FAQs on Post Office Saving Schemes

  • Is it possible to transfer Monthly Income Scheme (MIS) interest to a Recurring Deposit (RD) account?

    No, there is no provision for direct transfer of MIS interest to an RD account. However, the MIS interest amount can be credited to a Savings (SB) account, and you can set up a Standing Instruction to transfer funds from the SB account to the RD account. To initiate this process, you need to submit a prescribed application form to your respective Post Office. 

  • How can I receive the maturity payment for my Post Office account?

    The mode of receiving maturity payment depends on the amount. For amounts below Rs.20,000, you can receive the payment in cash. For amounts of Rs.20,000 or more, you can choose to receive an Account Payee Cheque or have it transferred to your PO Savings Account. 

  • Why is nomination mandatory when opening a Post Office account?

    Nomination is mandatory to determine who will receive the account proceeds in case of the account holder's demise. It helps ensure a smooth transfer of funds to the intended individuals. 

  • Is Netbanking/Mobile Banking offered for Post Office Savings Accounts?

    Yes, Intra Operable Netbanking/Mobile Banking is available for Post Office Savings Account holders at CBS Post Offices, functioning within the POSB (DoP) network. To activate these services, customers need to submit a request form at their respective Post Office, and upon enabling the service, they will receive an activation code on their mobile within 48 hours for further usage. 

  • What is the process for transferring PPF/SSA/SCSS accounts between a Bank and a Post Office?

    To transfer these accounts between a Bank and a Post Office, submit the prescribed application form along with your passbook at the concerned Post Office. A fee of Rs.100 plus GST is applicable. 

  • How can I change the nomination for my Post Office account?

    You can change the nomination by submitting the prescribed application form at the relevant Post Office. There is a fee of Rs.50 plus GST associated with this service. 

  • Can I transfer my Post Office account to another CBS Post Office?

    Yes, you can transfer your Post Office account to another CBS (Core Banking Solutions) Post Office. It offers flexibility, especially if you relocate or need to manage multiple accounts. 

  • Is the interest earned from a 5-year Post Office Fixed Deposit tax-exempt?

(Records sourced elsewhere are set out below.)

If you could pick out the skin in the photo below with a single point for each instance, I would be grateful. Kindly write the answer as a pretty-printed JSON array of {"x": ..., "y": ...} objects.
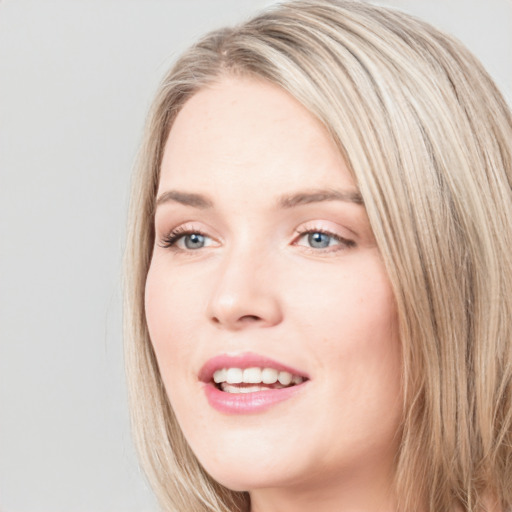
[{"x": 257, "y": 285}]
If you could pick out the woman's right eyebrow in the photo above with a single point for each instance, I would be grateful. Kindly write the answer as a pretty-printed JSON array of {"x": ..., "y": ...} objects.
[{"x": 185, "y": 198}]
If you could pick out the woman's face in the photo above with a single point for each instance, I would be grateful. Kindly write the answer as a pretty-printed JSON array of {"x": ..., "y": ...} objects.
[{"x": 264, "y": 260}]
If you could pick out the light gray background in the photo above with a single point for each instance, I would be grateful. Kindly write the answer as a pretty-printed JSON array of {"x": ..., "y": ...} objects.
[{"x": 76, "y": 78}]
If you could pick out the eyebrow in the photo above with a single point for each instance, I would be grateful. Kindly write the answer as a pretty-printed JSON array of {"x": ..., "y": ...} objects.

    You can avail of income tax deductions under Section 80C of the Indian Income Tax Act, 1961, only for the deposit made in the 5-year fixed deposit account. If the interest earned on the FD account surpasses Rs.40,000 per financial year for regular customers, the Post Office may withhold taxes at the source. 

  • What is a Silent account, and how can it be reactivated?

    A Silent account is one in which no deposit or withdrawal activity has occurred for three consecutive Financial Years, and it is classified as a silent account. To reactivate it, the account holder needs to submit an application along with KYC documents. The respective Head Office (HO) will then undertake the reactivation process. 

  • What are the penalties for late payments on recurring deposits?

    For recurring deposit accounts, monthly deposits for accounts opened between the 1st and 15th of the month should be credited by the 15th of each month, while accounts opened between the 16th and the end of the month should have their monthly deposits credited by the last day of the month. Failure to credit the monthly instalment for a specific month will be counted as a default. Defaulted months can be credited subsequently, with a revival fee of Re. 1 for each defaulted month. A maximum of four defaults is allowed. 

  • How can I claim payment for a deceased account or certificate holder?

    You can claim payment through nomination by submitting a nomination claim form with the Death Certificate and KYC documents. Alternatively, if you have legal evidence, submit the Claim Form, legal evidence, Death Certificate, and KYC documents. For cases without nomination (up to 5 Lakh), submit the claim form, Death Certificate, Annexure-I, Annexure-II, Annexure III, and relevant KYC documents.